Given the French tendency toward ignoring the unsavory aspects of their history - and the government's specific unwillingness to probe too deeply into the events of the Algerian war - this testimony is of great historical value. As historian Vidal-Naquet has pointed out, the book clearly establishes the responsibility of the French government for the atrocities committed in Algeria.
With its graphic descriptions and unrepentant tone, Services speciaux, Algerie 1955-1957 provoked instant outrage. President Jacques Chirac said that he was "horrified" by the book's revelations, calling for Aussaresses to face disciplinary sanctions, while human rights groups and others said that Aussaresses should be criminally prosecuted.
Under French law, however, Aussaresses was effectively shielded from prosecution for the atrocities committed in Algeria. Two amnesty laws, passed in the 1960s, bar the French courts from adjudicating charges relating to the conduct of the Algerian war. The country's war crimes statute, moreover, only covers crimes committed during World War II or after 1994.
Frustrated in their efforts to prosecute Aussaresses for his actions, several human rights groups filed suit against him for his words. He and his publishers were charged with "complicity in justifying war crimes" - a press offense with a maximum penalty of five years' imprisonment and a $41,000 fine.

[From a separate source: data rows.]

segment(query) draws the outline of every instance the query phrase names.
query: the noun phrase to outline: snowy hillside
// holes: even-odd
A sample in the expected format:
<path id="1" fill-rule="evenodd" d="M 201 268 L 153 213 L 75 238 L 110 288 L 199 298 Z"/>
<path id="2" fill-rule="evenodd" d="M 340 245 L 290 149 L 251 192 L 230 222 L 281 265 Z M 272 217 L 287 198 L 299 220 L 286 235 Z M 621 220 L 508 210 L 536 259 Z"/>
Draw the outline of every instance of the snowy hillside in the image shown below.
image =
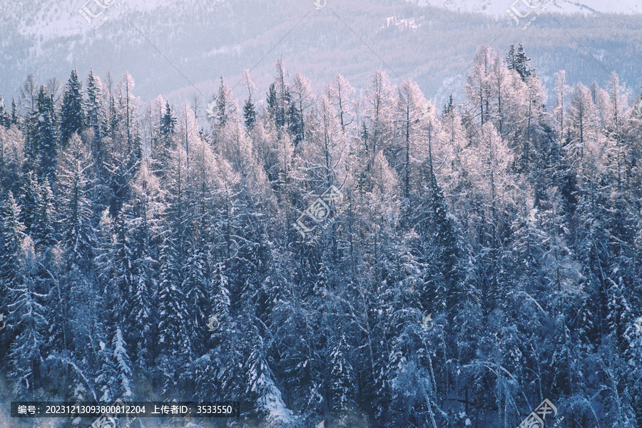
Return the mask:
<path id="1" fill-rule="evenodd" d="M 452 11 L 462 12 L 483 12 L 491 15 L 504 16 L 506 9 L 513 4 L 524 6 L 526 4 L 544 6 L 549 0 L 407 0 L 409 3 L 420 6 L 430 5 L 444 7 Z M 524 3 L 524 5 L 521 3 Z M 552 0 L 547 8 L 549 12 L 560 14 L 609 13 L 609 14 L 640 14 L 642 4 L 638 0 Z"/>

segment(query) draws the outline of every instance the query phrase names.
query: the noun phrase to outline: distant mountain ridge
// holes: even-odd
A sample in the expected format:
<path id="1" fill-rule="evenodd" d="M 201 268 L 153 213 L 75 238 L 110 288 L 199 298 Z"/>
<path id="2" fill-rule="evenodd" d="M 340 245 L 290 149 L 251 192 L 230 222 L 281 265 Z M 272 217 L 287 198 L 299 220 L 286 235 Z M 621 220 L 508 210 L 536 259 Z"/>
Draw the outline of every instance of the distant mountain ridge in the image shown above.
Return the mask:
<path id="1" fill-rule="evenodd" d="M 642 15 L 603 14 L 603 6 L 600 13 L 579 15 L 569 6 L 554 19 L 543 14 L 523 30 L 505 11 L 514 0 L 449 0 L 452 9 L 477 4 L 485 14 L 444 9 L 442 0 L 430 0 L 440 7 L 406 0 L 328 0 L 320 9 L 312 0 L 111 0 L 88 23 L 78 11 L 86 6 L 98 15 L 101 1 L 107 3 L 13 2 L 0 10 L 0 93 L 8 103 L 29 73 L 41 83 L 51 77 L 64 82 L 73 68 L 86 78 L 90 67 L 103 79 L 108 72 L 117 81 L 129 72 L 145 101 L 162 94 L 180 102 L 197 93 L 207 103 L 221 75 L 236 86 L 235 96 L 243 98 L 238 82 L 244 69 L 252 71 L 264 96 L 282 58 L 290 78 L 300 72 L 318 86 L 317 93 L 337 73 L 362 90 L 372 70 L 379 68 L 395 83 L 414 80 L 442 103 L 450 93 L 461 98 L 470 58 L 484 43 L 505 56 L 511 44 L 523 42 L 549 89 L 561 69 L 574 79 L 570 84 L 604 86 L 614 71 L 636 96 L 642 86 Z M 579 4 L 597 10 L 598 3 Z M 621 9 L 634 4 L 608 3 Z M 495 16 L 489 16 L 491 6 L 496 6 Z"/>
<path id="2" fill-rule="evenodd" d="M 598 14 L 640 14 L 642 6 L 638 0 L 408 0 L 419 6 L 429 5 L 443 7 L 459 12 L 482 12 L 491 15 L 505 16 L 506 9 L 513 4 L 523 6 L 529 4 L 535 6 L 551 3 L 548 11 L 558 14 L 598 13 Z"/>

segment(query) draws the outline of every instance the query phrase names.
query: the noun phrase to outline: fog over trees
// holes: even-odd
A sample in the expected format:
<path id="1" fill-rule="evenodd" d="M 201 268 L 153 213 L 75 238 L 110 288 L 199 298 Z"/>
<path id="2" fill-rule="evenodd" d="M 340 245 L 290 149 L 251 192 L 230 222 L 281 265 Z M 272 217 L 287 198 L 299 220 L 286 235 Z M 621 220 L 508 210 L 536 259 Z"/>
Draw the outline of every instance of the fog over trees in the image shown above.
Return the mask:
<path id="1" fill-rule="evenodd" d="M 384 70 L 316 93 L 280 61 L 207 111 L 128 73 L 27 76 L 0 98 L 3 406 L 514 428 L 548 399 L 565 427 L 642 426 L 639 89 L 545 88 L 521 45 L 471 59 L 445 106 Z"/>

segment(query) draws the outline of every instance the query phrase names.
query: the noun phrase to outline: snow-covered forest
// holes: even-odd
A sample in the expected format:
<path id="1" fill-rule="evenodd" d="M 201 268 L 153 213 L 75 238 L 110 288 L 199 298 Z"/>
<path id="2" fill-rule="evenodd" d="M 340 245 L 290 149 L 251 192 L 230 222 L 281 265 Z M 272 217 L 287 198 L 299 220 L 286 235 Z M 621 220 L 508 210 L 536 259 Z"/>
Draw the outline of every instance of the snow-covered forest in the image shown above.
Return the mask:
<path id="1" fill-rule="evenodd" d="M 221 78 L 181 106 L 29 76 L 0 101 L 0 425 L 121 399 L 241 402 L 193 427 L 514 428 L 548 399 L 562 427 L 642 426 L 639 93 L 546 88 L 506 51 L 445 106 L 281 61 L 267 93 L 246 73 L 244 99 Z"/>

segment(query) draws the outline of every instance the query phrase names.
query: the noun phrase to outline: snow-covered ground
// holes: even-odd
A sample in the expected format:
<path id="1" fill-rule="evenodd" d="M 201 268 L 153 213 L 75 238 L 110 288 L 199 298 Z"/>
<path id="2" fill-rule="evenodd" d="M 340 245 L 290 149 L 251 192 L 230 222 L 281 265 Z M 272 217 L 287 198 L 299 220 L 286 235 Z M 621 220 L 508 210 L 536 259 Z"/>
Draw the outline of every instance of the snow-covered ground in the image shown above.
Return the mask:
<path id="1" fill-rule="evenodd" d="M 453 11 L 483 12 L 490 15 L 506 15 L 506 9 L 514 4 L 516 6 L 529 0 L 409 0 L 409 3 L 444 7 Z M 541 0 L 531 0 L 531 4 L 547 3 Z M 554 0 L 548 8 L 550 12 L 573 14 L 584 13 L 642 13 L 642 4 L 638 0 Z"/>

The case went to trial last November, with Aussaresses being, in person, at least as feisty and unrepentant as he had been in print. "I would do it again today if it were against bin Laden," he said to the court.
In late January, Aussaresses was found guilty of justifying war crimes, but assessed a fine of only $6,500, compared to the $13,000 assessed his two editors. His lawyer promised that he would appeal the conviction. Only a week previously, a Paris court had dismissed a criminal suit against Aussaresses brought by two sisters of Larbi Ben M'hidi, the FLN leader that Aussaresses had confessed to killing.
The Duty of Bearing Witness
In presenting his defense to the court in November, Aussaresses spoke of "the duty of bearing witness." Coming from someone who committed atrocities, rather than endured them, such words may seem a cynical echo of statements made by victims worldwide, many of whom struggle ceaselessly to have their stories heard and believed. And yet the full history of the conflict in Algeria will only be known with certainty when more people like Aussaresses choose to speak.
It is easy to criticize Aussaresses' conviction on pure free speech grounds. But it must also be emphasized that Aussaresses' book - unlike recent statements and articles by American lawyer Alan Dershowitz - was no abstract defense of torture. It was, most importantly, a first-person account of historical events.
Unfortunately, the French government that condemns Aussaresses for his revelations is that same government that refuses to open its military archives on the Algerian war, and that fails to establish a truth commission or some other authoritative mechanism to investigate the war. Until the French authorities show some inclination to back up their condemnation of atrocity with meaningful action, their words ring quite hollow.
"Before turning the page," says Aussaresses in the introduction to his book, "it is necessary that the page be read and, therefore, written." The statement, though self-serving, is still correct.